5. A cake made by all my boys - Ron got over excited, Yon made a mess and Hidai suffered through, and they all made sure I will be there to supervise, but I got a heart-shaped-chocolate-cake that I did not make. I did try to suggest I might want a different cake this year, but that was too much for them to handle, so I just chose a different recipe for a chocolate cake and got the traditional one.
6. A card from each of them. I know it doesn't sound like much, but it is my favourite part, especially this year when Yon wrote one, and Ron went off-script and did not write the same thing as he does every year. And Hidai always writes the best cards and makes me cry every year.
7. A musical. That was the real gift I asked Hidai for. We haven't been to one in ages, and I really wanted to go out for a lovely evening with the whole dinner and a show thing. That was not in the cards unfortunately because... Well, I couldn't think of a good lie here, because we don't have a sitter. The kids don't do well with us going out at night, and so we just... Don't. So instead we decided to take the kids to see The Lion King, and do a Pret and Matinee thing. Since Yon went through a Lion King craze a few months ago (up until it was replaced by Frozen) we all know the 3 movies (yes, there are three Lion King movies) and songs by heart, and though I was a bit worried how he will do we all loved it.

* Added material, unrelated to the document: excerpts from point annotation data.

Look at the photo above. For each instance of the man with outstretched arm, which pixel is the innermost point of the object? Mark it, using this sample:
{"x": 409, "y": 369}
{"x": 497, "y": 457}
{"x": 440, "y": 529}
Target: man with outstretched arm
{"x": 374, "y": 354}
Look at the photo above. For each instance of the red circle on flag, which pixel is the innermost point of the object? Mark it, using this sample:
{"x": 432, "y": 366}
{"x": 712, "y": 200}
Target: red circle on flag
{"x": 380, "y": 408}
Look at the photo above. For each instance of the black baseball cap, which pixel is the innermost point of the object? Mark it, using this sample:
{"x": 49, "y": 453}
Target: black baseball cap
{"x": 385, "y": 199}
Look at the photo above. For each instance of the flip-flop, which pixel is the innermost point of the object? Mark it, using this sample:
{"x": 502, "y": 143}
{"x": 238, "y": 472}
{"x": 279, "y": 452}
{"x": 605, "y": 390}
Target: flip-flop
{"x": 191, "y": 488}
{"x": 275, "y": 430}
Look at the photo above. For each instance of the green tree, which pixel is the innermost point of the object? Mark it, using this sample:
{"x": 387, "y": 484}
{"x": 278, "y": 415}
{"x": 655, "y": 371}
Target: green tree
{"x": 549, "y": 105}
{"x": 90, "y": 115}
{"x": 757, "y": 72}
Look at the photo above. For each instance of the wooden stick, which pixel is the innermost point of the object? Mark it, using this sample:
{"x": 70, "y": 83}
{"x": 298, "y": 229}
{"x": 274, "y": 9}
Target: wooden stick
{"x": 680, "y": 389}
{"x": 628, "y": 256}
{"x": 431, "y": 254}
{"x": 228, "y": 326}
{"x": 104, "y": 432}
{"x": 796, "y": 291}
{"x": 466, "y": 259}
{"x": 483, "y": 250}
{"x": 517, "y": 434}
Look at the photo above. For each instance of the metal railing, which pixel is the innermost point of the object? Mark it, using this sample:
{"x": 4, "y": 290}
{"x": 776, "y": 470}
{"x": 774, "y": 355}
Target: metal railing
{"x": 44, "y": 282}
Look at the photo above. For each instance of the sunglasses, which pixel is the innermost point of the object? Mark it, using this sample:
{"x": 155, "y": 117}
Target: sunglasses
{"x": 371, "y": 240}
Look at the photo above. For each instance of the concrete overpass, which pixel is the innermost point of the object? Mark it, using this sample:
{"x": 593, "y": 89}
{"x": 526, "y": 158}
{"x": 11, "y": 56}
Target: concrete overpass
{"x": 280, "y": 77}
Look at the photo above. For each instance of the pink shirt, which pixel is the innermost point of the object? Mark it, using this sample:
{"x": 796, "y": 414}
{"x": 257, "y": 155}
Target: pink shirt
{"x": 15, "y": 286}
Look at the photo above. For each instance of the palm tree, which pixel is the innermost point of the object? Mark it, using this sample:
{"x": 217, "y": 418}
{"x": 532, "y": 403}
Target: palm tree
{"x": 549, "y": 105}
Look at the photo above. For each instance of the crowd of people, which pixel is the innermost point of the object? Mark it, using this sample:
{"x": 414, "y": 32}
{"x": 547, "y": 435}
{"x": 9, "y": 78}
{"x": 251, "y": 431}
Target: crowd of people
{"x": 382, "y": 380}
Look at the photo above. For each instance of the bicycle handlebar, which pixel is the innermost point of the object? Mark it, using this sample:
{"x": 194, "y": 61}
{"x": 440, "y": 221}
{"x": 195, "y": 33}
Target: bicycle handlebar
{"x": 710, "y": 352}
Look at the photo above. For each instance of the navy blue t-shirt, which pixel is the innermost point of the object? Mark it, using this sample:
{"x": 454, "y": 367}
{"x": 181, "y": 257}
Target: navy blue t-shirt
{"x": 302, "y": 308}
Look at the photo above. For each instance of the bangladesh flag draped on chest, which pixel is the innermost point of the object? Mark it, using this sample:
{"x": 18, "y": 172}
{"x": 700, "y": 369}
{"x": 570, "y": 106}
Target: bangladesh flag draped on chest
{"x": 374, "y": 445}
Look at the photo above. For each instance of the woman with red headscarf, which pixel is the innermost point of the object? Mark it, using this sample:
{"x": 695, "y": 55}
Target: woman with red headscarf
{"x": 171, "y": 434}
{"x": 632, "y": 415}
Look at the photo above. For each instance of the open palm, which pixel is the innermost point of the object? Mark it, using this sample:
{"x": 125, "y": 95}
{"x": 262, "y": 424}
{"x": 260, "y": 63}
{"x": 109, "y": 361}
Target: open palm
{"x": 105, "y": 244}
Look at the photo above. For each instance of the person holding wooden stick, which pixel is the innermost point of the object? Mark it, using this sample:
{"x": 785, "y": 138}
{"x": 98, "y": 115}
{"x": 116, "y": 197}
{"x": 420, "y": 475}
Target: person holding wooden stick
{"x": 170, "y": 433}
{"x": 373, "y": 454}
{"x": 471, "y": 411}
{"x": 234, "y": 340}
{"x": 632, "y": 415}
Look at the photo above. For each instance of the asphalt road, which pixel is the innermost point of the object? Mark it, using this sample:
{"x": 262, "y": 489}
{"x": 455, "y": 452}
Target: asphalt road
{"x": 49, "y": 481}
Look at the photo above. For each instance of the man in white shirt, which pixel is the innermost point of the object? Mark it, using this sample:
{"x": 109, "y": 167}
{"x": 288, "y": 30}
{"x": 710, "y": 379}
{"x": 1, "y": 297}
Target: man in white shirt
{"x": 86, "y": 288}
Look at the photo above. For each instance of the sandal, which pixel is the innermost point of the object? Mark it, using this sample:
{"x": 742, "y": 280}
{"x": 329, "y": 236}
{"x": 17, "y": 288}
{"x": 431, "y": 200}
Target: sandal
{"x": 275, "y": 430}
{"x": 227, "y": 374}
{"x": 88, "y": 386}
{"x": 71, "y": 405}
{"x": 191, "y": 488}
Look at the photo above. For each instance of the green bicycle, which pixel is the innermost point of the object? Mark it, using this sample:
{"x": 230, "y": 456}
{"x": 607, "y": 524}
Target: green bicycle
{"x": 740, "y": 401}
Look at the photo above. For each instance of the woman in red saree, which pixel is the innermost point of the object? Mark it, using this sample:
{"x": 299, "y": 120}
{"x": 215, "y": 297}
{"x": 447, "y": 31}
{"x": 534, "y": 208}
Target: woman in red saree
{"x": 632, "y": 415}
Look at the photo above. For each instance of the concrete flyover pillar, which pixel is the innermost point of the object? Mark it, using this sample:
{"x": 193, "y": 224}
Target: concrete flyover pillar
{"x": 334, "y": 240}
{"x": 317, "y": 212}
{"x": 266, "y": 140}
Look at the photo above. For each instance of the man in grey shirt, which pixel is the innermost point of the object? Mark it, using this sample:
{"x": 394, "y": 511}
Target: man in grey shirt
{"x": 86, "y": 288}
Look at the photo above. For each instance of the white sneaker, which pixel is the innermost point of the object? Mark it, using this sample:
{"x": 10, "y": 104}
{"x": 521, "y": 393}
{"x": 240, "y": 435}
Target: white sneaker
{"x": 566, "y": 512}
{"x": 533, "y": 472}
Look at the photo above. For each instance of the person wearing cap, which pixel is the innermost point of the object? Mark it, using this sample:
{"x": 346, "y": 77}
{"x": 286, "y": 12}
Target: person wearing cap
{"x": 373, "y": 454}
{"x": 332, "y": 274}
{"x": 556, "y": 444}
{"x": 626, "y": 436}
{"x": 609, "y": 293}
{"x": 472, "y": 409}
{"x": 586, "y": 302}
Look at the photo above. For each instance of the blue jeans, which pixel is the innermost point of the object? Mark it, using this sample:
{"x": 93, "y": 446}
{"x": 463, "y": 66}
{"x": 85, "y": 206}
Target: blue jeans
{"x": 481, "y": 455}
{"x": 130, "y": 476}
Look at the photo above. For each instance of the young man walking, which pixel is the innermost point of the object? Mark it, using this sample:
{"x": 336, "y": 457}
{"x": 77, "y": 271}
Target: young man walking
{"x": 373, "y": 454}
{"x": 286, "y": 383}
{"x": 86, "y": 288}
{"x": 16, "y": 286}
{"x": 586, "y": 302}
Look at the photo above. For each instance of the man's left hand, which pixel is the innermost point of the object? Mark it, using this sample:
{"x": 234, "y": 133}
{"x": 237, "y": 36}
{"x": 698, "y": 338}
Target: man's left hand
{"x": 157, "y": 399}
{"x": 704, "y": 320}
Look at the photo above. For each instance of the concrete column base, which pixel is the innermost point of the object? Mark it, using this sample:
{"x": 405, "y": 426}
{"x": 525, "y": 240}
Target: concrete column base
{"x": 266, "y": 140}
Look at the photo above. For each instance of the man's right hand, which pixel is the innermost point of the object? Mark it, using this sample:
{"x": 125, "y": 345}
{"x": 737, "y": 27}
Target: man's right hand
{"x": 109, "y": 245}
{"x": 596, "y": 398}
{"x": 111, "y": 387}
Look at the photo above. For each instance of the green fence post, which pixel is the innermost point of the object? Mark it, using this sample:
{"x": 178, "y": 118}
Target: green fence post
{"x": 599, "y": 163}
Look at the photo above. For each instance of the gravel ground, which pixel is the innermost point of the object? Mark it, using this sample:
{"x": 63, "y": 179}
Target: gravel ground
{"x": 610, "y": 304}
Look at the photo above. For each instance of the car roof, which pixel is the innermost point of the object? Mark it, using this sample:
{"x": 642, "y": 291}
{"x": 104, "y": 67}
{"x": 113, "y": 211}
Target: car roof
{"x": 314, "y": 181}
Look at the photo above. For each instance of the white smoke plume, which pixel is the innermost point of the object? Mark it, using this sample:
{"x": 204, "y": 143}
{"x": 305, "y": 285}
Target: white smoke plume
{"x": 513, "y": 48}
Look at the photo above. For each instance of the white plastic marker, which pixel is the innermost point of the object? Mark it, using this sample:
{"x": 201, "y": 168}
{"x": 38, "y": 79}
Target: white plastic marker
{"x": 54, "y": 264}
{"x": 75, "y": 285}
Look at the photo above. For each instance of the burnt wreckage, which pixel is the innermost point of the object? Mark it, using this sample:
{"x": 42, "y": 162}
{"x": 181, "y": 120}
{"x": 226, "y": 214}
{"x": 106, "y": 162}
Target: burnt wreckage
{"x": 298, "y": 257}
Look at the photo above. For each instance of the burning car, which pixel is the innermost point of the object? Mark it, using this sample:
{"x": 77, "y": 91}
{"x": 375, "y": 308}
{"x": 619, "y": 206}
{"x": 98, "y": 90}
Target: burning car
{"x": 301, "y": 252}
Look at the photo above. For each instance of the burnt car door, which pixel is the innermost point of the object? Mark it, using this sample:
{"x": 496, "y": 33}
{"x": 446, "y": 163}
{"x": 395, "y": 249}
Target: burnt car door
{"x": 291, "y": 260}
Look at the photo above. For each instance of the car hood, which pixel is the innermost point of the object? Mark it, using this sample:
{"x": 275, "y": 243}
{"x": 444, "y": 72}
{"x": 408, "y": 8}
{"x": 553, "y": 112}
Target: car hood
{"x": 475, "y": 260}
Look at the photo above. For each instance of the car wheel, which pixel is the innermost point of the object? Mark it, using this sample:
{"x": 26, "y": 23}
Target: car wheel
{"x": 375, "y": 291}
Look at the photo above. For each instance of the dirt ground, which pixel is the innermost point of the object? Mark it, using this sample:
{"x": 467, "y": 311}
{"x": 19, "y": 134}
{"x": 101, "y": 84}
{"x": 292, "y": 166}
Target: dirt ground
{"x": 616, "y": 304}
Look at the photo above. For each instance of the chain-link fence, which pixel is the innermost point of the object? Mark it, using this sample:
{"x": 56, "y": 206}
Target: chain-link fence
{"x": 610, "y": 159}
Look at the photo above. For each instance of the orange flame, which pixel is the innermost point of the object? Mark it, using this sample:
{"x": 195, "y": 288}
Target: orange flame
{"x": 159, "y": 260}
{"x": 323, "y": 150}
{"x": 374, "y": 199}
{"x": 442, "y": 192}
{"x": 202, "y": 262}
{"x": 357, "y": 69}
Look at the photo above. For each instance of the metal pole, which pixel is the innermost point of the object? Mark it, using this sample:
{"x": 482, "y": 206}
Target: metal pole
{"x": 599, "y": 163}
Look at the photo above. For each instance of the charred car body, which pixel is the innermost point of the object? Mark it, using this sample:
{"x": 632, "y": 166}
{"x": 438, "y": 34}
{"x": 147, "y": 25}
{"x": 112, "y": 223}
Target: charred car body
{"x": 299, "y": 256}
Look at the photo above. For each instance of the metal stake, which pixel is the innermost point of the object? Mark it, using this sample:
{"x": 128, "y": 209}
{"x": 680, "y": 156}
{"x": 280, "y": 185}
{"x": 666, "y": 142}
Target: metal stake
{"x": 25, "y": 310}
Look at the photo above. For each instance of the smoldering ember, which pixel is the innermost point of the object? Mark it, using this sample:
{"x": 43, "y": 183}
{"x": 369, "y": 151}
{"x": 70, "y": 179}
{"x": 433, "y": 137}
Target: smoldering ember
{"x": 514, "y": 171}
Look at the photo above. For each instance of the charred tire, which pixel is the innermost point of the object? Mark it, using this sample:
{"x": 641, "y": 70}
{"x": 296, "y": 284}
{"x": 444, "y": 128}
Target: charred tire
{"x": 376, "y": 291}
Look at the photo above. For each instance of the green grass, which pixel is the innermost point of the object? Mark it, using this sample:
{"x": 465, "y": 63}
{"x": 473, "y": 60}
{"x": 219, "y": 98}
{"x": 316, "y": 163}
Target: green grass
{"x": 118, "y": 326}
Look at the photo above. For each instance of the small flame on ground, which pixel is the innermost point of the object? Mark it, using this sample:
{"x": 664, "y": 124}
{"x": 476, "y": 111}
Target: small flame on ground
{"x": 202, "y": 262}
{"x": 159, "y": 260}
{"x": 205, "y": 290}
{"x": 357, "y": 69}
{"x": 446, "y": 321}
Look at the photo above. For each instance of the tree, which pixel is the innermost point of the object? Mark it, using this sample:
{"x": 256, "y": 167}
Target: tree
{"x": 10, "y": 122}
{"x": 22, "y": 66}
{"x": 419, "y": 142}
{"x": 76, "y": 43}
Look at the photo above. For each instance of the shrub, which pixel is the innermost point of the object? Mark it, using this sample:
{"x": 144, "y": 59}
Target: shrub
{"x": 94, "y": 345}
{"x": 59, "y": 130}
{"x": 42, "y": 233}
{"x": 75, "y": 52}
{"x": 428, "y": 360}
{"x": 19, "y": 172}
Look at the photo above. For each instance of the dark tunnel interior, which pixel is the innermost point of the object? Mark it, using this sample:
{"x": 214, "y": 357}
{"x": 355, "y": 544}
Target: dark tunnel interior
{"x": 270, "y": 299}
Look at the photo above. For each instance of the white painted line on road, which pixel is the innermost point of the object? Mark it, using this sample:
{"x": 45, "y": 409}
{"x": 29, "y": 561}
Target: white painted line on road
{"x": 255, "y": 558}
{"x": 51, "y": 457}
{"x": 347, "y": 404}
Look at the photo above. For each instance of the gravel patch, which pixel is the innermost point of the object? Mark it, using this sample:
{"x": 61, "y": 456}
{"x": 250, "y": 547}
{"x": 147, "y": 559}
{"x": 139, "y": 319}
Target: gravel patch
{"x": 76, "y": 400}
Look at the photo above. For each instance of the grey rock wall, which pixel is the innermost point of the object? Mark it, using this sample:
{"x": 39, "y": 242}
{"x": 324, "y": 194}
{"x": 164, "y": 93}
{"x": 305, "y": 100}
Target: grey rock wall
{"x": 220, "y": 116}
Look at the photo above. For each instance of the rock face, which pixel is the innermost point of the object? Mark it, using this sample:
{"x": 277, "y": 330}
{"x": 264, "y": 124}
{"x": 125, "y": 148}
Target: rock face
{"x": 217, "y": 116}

8. Movie nights - we watched The Never Ending Story with the boys in an effort to educate them about the eighties and honestly just felt even older, Any Given Sunday (without the boys, though they didn't like it), because Hidai remembered a line from there and then we just had to watch it again (still a great movie, even if you don't like American Football), and The Internship which we somehow missed when it came out last year and is indeed a very funny movie.

This morning my Happy Birthday sign went down, and my week of celebration has officially ended. Life is still weird, confusing and needs a lot of waiting. But they are also full of love and fun and laughter. And in the end of the day, I have already accomplished my biggest wish of them all - I have my boys, who in each and every day makes me feel like a room without a roof.